Originally Posted by
Drago
I'm not making anything up. The fact of the matter is, it took printed money to grow this economy over the past decade. It was escalated in 2008-09 and has been continued even further by this administration. Printed money leads to bubbles, as we already saw with housing. The next bubble is the debt bubble. The US govt can only print so much money to stimulate the economy before it causes some stirs. The US dollar is currently the world reserve currency. IF and when that goes by the wayside, the US economy tanks. 16 trillion dollar debt= unpayable. With trillion dollar deficits every year, it only adds to the tole, without even including our current liabilities (i.e. social security and Medicare). There is only so much printing the fed can do. Capitalism at its core is the best method. When govt and politics get involved, it kills it.

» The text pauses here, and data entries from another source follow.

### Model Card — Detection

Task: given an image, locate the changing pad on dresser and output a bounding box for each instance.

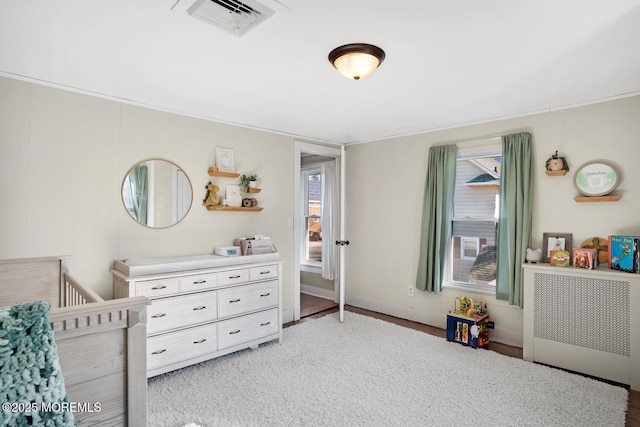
[114,252,280,277]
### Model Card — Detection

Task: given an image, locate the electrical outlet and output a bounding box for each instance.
[408,286,414,297]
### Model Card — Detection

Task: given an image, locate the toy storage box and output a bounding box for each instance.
[446,313,490,349]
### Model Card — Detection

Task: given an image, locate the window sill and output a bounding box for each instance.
[300,263,322,274]
[443,281,496,296]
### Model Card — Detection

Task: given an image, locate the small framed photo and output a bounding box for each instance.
[225,184,242,207]
[542,233,573,263]
[216,147,235,173]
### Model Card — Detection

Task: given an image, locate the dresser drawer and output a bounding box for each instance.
[249,264,278,281]
[217,308,278,350]
[148,292,218,335]
[147,323,217,371]
[217,280,278,319]
[137,278,179,298]
[179,273,217,293]
[217,268,249,286]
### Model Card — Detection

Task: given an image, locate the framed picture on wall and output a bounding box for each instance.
[542,233,573,263]
[216,147,235,173]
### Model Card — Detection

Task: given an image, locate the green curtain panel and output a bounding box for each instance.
[496,132,533,306]
[416,144,457,293]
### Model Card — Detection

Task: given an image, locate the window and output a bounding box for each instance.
[460,237,480,260]
[445,143,501,292]
[302,167,322,264]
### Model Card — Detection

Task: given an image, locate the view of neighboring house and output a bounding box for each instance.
[451,155,501,286]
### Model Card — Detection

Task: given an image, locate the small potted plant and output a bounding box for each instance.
[545,150,569,175]
[239,174,260,196]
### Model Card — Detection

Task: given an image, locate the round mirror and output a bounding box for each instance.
[122,159,193,228]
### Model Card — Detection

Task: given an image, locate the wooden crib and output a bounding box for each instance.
[0,256,150,426]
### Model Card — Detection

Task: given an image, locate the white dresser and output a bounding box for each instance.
[112,253,282,377]
[523,263,640,390]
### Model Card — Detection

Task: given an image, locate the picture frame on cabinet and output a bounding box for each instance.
[216,147,235,173]
[542,233,572,263]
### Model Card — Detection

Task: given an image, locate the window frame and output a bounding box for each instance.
[300,166,322,268]
[443,140,501,295]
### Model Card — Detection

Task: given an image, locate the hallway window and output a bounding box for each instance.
[302,168,322,263]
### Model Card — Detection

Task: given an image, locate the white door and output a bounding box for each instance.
[173,167,192,223]
[293,142,346,322]
[338,146,346,322]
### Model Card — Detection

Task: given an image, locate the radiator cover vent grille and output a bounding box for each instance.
[533,272,630,356]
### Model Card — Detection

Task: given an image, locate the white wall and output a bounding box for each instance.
[0,76,296,311]
[345,95,640,347]
[3,75,639,347]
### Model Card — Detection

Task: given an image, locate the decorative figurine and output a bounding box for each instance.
[526,248,542,263]
[545,150,569,172]
[203,183,224,209]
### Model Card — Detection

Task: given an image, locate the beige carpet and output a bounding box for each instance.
[149,311,628,426]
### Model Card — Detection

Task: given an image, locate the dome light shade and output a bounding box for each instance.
[328,43,385,80]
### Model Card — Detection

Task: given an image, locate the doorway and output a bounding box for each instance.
[300,293,338,318]
[293,142,343,321]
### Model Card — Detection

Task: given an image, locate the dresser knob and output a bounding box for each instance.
[229,275,241,279]
[229,329,241,335]
[151,313,166,318]
[151,349,166,355]
[259,271,270,275]
[193,306,206,311]
[229,298,241,303]
[193,280,207,285]
[193,339,207,344]
[260,322,271,327]
[259,293,271,297]
[151,285,167,290]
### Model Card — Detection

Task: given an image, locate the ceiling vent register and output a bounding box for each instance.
[187,0,275,37]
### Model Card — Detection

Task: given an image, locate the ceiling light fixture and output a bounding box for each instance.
[328,43,385,80]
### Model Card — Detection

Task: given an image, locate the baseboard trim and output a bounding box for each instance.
[301,284,336,300]
[346,294,522,348]
[346,295,441,327]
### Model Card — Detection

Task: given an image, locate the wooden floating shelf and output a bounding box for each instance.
[247,187,261,193]
[545,170,567,176]
[573,195,621,203]
[205,206,263,212]
[208,167,240,178]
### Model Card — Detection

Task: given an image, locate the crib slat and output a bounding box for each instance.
[60,273,103,307]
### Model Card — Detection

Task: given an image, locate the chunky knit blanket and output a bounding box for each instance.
[0,301,75,426]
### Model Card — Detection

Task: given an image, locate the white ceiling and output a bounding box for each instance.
[1,1,639,144]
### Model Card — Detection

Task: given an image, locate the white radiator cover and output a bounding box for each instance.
[523,263,640,390]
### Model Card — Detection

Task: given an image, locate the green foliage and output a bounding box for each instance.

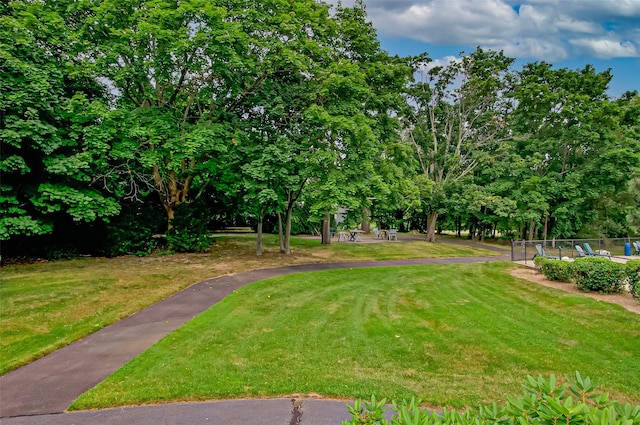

Europe is taking SOME austerity measures, and its not being accepted very well. As expected, they are in recession. That is what will happen when govt money and fiat money is taken out of the system or at very least, not injected into the system. It's going to hurt initially because growth is no longer being fabricated by fake money. It's a form of a shock to the fake system that currently exists, and is apparently not one the US is willing to take anytime soon. Romney won't take it, and if Obama gets reelected, it will be worse. Capitalism at its purist form, is the best system. When govt intervenes, as it increasingly has over the past century plus, is when it starts to fail. I.E., progressivism.